No sábado cheguei, depois de uma turbulenta viagem na Ethiopia Airlines. Estou sendo literal quando digo 'turbulenta'. Depois de duas horas de voo, da Etiópia para cá, o avião simplesmente retornou a origem da viagem, alegando "problemas de sistema". WTF! Com que coragem eu entraria no mesmo avião para uma viagem de 5 horas? Foi desesperador, mal dormi. Li um livro inteiro e a cada mini turbulência eu sentia um carinhoso beijo da morte no meu rosto. Na chegada, não precisei esperar muito tempo para notar o choque. Um extenso relatório, que eu era 'obrigado' a responder. Mais uma forte revista, uma observada acintosa em minha carteira de vacinação (justificável, né) e mais uma entrevista na saída. Entrei num carro com o volante do lado direito, pegamos uma avenida em que o sentido que vai é do lado esquerdo. Me senti andando dentro de um espelho.

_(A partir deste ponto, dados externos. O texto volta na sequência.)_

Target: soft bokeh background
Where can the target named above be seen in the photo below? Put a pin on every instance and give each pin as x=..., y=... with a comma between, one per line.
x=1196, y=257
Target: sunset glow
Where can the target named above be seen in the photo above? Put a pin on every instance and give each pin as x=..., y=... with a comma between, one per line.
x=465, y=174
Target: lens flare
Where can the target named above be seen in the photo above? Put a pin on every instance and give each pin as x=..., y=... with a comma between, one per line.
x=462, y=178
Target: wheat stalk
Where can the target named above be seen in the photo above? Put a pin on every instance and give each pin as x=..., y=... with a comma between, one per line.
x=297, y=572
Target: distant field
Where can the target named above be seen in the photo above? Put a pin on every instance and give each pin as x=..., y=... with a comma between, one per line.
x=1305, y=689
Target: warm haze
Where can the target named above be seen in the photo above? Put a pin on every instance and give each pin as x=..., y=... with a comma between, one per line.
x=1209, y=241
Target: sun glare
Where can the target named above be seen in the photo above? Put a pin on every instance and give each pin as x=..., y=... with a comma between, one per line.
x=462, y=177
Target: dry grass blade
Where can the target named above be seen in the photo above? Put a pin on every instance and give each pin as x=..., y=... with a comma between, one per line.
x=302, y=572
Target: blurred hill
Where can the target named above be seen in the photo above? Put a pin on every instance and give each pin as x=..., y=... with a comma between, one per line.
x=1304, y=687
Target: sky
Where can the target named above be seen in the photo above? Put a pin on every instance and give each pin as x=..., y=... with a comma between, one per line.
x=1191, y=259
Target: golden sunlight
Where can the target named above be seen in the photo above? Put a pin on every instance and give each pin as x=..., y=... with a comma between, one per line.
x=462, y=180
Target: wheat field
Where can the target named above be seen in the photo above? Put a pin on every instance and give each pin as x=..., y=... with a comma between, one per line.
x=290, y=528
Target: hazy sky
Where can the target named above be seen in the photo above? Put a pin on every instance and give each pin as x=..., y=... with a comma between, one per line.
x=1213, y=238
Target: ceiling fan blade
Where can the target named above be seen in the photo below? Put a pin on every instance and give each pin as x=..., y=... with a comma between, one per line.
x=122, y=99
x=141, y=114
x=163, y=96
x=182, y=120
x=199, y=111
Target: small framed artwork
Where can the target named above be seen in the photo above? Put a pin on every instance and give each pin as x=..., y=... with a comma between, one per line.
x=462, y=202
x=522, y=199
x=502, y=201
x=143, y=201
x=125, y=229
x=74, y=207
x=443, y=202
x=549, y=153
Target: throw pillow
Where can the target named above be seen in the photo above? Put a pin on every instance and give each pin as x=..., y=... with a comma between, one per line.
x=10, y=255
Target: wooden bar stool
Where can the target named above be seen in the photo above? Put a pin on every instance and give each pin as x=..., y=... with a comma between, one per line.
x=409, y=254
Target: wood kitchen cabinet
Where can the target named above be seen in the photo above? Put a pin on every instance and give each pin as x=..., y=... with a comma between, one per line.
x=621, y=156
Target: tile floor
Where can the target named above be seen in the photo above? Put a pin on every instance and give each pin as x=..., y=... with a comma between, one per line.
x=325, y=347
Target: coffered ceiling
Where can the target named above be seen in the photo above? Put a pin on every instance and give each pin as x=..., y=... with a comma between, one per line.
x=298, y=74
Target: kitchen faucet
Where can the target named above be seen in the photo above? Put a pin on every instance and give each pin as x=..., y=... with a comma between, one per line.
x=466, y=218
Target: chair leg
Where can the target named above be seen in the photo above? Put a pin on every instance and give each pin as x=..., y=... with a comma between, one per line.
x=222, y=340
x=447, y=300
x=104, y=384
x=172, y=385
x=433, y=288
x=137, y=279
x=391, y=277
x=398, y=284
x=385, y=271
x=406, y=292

Deixamos as malas, fomos jantar e parecia que tinha um pouco de frango naquela porção de pimenta. A primeira noite de (falta de) sono foi regada a Far From Alaska, água, repelente e uma ou outra lágrima. Não de tristeza, jamais. Talvez um choque do primeiro vislumbre, atrelado com um pouco de saudade e entusiasmo.
Acreditei na ilusão de que nos primeiros dias eu iria 'pegar leve'. Sentir aos poucos a mudança, deixar as coisas acontecerem sem pressa. Afinal, serão 10 meses! Pois é, errei feio e rude. Vi uma praia com águas de outro oceano, entrei numa van com 15 lugares com 32 pessoas dentro, fui mal tratado dentro da embaixada do meu próprio país e incrivelmente bem tratado na embaixada do Malawi, comi pizza de rim, brinquei no playground do shopping, recebi festa de boas vindas, toquei jazz numa jam session, toquei pandeiro em outra jam session, dei um boné pra um completo desconhecido, conheci um cara que tentou roubar o tambor que temos em casa e na mesma noite conheci um cara que me falou sobre amor, sexualidade e futebol.
Assustador?
Foi pra isso que vim. Pra me assustar! Pra passar perrengue e pra crescer com isso.
Foram sete dias. Sete socos. Um Renan 7 vezes diferente.